Have not used it yet, but plan to this Thursday.
13 bucks.
That and some blue ice and you are fixed up w/o much coin.
I've fit decent sized fish in bags much smaller.


----------



## Grilled Sardine (Apr 22, 2008)

i bought one of those but i did not like it. the bag isnt all insulated, just the dry bag that comes with it. when i bought it, i thought that it zipped all around but the top is velcro. when the ice melts it leaks water inside your kayak. i use one of these....

http://www.amazon.com/Density-Insul...KYBE/ref=sr_1_1?ie=UTF8&qid=1317152114&sr=8-1

the ice stays frozen a lot longer!


----------



## Erie Warrior (Aug 5, 2007)

That Cal Inn bag is the way to go. It will hold ice for 6+ hours, even in the summer, and it will hold all fish you can keep short of Cobia or top end stripers. As long as you rinse it out, it won't keep the fish smell either. 

Got mine at Kmart for $12. Zipper just broke after 5 years.
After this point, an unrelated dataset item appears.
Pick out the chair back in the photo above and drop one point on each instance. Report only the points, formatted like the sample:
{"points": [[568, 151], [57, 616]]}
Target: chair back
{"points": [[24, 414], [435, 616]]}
Still works, ice melts faster now.


----------



## Carolina Rebel (Aug 25, 2005)

I use a small hard cooler for a backrest/fish tote on my kayak for fish up to 2 or 3lbs when I can't use a stringer. For larger fish (usually catfish for me) I keep a stringer tied on, catch a big fish and it barely leaves the water before stringer is applied. When it's time to move, I'll pick the stringer up onto the front of the kayak until it's time to stop, at which point they go back into the water or they get transferred into the cooler at the truck.


----------